This year, 2024, marked the 9th Biennial Graduate Student Anthropology Conference. The theme of the conference was, “Creating Anthropologies: Moving Between and Beyond Boundaries” and encouraged submissions that bridge, straddle, transcend, or explore the intersections of disciplinary, geographical, and conceptual boundaries. The announcement and call for papers stated,
“For example, Schneider and Hayes (2020) argue an archaeology that remains a discipline unto itself cannot be decolonized, and practitioners should seek to undiscipline it. Their aim is to move beyond conventional anthropological tools and concepts, prioritizing the questions, methods, and ideals of indigenous communities. This conference builds on their call. Untying knots that bind disciplines, we search for threads interpreting anthropology through novel ways.”

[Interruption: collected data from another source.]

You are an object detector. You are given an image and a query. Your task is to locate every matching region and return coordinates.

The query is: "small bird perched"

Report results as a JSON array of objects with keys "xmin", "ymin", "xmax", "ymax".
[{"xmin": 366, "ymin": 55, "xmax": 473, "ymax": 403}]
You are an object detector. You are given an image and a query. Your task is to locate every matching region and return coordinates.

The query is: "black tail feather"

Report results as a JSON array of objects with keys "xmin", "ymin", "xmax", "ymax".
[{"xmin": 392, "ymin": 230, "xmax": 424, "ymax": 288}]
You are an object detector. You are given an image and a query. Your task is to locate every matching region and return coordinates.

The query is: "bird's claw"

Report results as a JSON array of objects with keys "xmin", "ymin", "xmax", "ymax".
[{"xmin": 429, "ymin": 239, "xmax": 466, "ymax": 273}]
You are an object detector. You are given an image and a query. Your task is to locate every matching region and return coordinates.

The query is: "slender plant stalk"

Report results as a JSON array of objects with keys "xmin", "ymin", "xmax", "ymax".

The conference was planned and hosted entirely by UCSC students in the Friends of Lambda Alpha National Anthropology Honor Society, Alpha Gamma of California, and Diversity in Anthropology. Over 70 participants, both in-person and virtual, attended the event. This year, undergraduate students were encouraged to submit completed, on-going, or proposed research. Jason de Leon, a prominent anthropologist and archaeologist at UCLA, acted as the keynote speaker:
“Jason De León is Professor of Anthropology and Chicana, Chicano, and Central American Studies and Director of the Cotsen Institute of Archaeology at the University of California, Los Angeles. He is also Executive Director of the Undocumented Migration Project, a 501(c)(3) research, arts, and education collective that seeks to raise awareness about migration issues globally while also assisting families of missing migrants be reunited with their loved ones.”